Asked about his decision to support the Immersion Schools, former Superintendent Robert S. Peterkin says, ``This was tough for me. I've been desegregating schools for 25 years. But it's the right thing to do because everything else we've tried has not had an impact.''

Others disagree. ``Institutionalizing racism is not all right,'' says Doris Stacy, a former school-board member who voted against the proposal. ``It's immoral, it's wrong.''

The goal of the Immersion Schools is to create an atmosphere and curriculum that will motivate black students to excel. ``We're trying to prepare them for the mainstream of society,'' Dr. Peterkin says. ``The United States of America has allowed the situation in our inner cities to grow so bad that in fact African-American males right now are isolated and segregated from the remainder of society.''

Creating these types of specialized programs is the proper role for a school board and superintendent, Peterkin says. Working together, the community, the school board, and the superintendent should come up with a solution.
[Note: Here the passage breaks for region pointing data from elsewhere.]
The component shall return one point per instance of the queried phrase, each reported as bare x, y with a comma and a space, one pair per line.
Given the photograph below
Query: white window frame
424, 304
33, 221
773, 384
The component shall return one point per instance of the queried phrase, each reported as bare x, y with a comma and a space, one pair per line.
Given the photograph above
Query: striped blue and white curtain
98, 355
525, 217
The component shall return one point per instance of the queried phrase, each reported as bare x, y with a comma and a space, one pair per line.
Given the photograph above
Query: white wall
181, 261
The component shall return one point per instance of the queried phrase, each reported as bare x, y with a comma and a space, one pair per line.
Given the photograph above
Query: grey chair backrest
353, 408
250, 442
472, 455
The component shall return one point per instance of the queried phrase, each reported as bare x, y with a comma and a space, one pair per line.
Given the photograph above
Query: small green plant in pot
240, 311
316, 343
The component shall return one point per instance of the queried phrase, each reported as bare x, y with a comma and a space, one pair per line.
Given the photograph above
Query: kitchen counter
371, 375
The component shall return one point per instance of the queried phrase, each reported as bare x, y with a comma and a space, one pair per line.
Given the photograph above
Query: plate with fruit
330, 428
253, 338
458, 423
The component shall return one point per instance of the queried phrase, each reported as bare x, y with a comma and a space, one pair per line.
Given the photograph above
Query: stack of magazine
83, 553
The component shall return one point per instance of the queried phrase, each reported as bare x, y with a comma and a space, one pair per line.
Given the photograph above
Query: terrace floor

Some people in the district are concerned that the planning process for the schools has been rushed. If the program begins in September, as planned, it will be too watered down and unorganized to prove effective, some argue. ``What is about to emerge now is a hoax,'' says Walter Farrell, a professor at the University of Wisconsin.

Daniel Drake, community superintendent of the area including the two schools, wrote a letter in May recommending that the district delay implementing the program until September 1992. Dr. Drake says most of his concerns have since been allayed and the schools are scheduled to open this fall.